Purpose : In humans, glaucoma, piqued by sensitivity to intraocular pressure (IOP), ultimately leads to sectorial degeneration of retinal ganglion cells (RGCs). However, sectorial loss of RGCs is not always observed in animal models of glaucoma. The reason for this discrepancy is unclear. Here, we describe the spatial distribution of RGC subtypes and the relationship of morphological and physiological features to their position in the retina. Furthermore, we determine the influence of elevated IOP on RGC subtypes within each retinal quadrant.

Methods : IOP was unilaterally elevated by 30% for 2 weeks by microbead occlusion of aqueous outflow, and the fellow eye was injected with an equal volume of saline. We previously detected dendritic pruning and physiological changes at 2 weeks of IOP elevation. Whole retinas were dissected out and prepared for electrophysiology. RGCs with large somas were targeted for intracellular recording and passively filled with ALEXA555. RGCs were typified based on light response and morphological characteristics. Whole retinas were imaged and stitched using a STORM Ti2-E microscope and Nikon Elements software. Dendritic arbors of filled cells were traced in ImageJ, and we assessed dendritic area and branch points. Retinas were reconstructed in 3D and oriented using the gradient of s-opsin staining for spatial analysis.

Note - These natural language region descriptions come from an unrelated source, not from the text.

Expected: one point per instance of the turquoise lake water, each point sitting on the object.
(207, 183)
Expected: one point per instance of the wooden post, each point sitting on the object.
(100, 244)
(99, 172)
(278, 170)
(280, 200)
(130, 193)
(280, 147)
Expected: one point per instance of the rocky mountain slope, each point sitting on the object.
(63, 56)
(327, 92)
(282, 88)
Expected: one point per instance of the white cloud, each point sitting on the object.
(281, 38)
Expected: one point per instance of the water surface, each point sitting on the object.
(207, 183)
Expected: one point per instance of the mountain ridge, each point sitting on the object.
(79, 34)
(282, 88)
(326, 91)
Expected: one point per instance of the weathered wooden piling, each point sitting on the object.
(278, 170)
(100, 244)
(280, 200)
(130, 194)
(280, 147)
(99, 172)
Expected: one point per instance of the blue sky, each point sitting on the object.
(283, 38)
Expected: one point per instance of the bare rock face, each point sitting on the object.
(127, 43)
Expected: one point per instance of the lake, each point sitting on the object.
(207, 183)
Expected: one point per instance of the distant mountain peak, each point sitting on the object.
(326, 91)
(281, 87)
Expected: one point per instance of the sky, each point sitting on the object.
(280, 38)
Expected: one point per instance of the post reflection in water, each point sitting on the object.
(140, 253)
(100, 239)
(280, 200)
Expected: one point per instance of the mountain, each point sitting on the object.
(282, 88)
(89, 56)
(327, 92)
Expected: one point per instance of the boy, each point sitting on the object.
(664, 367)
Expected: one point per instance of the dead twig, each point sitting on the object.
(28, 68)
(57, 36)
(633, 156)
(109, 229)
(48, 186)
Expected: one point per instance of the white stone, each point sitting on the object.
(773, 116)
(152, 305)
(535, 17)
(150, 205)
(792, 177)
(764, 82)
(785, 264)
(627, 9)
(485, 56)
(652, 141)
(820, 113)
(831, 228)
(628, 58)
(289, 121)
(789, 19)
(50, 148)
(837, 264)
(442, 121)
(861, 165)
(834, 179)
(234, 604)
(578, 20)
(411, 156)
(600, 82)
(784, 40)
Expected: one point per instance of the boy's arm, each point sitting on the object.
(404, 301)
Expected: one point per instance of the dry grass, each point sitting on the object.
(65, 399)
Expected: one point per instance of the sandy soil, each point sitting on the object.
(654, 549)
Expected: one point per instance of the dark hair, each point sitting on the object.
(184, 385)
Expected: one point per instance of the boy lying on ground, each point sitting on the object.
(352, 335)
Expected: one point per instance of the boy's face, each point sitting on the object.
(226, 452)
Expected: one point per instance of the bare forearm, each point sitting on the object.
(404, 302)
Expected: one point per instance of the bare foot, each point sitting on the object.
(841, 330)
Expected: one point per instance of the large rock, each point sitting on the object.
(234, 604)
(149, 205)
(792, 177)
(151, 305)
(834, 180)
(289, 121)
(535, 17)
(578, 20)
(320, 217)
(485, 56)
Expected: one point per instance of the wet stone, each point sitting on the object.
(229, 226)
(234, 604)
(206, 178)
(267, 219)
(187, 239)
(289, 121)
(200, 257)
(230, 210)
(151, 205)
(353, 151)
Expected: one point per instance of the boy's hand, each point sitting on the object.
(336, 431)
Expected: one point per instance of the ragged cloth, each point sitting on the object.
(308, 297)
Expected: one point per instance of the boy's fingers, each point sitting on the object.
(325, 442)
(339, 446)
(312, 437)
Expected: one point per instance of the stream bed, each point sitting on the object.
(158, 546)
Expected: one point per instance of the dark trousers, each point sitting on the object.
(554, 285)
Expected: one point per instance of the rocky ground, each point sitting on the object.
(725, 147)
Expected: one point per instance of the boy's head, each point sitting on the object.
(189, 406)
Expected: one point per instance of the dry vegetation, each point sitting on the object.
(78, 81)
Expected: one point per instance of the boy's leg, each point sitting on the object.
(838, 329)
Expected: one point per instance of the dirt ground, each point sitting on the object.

Results : αON-S, αOFF-S, and αOFF-T RGCs are randomly distributed along the dorsal/ventral (p = 0.45) and nasal/temporal (p = 0.35) retina. Spatial distribution of these RGC subtypes did not differ between IOP-elevated and naïve eyes of WT mice. Spatial location was also independent of morphological and physiological characteristics, including the number of branch points, dendritic area, and light-evoked spike rate. Branch points for any RGC subtype was not predicted by the location of RGCs (dorsal/ventral p = 0.24; nasal/temporal p = 0.95). Likewise, dendritic area was found to be independent of location (dorsal/ventral p = 0.33; nasal/temporal p = 0.79). Similarly, spike rate is independent of the location of the RGC (dorsal/ventral p = 0.60; nasal/temporal p = 0.11).

Conclusions : These results show that αON-S, αOFF-S, and αOFF-T RGCs are randomly distributed across the retina. Furthermore, this distribution is not affected by 2 weeks of elevated IOP. Finally, morphological and physiological characteristics of the RGCs are independent of location.

This is a 2020 ARVO Annual Meeting abstract.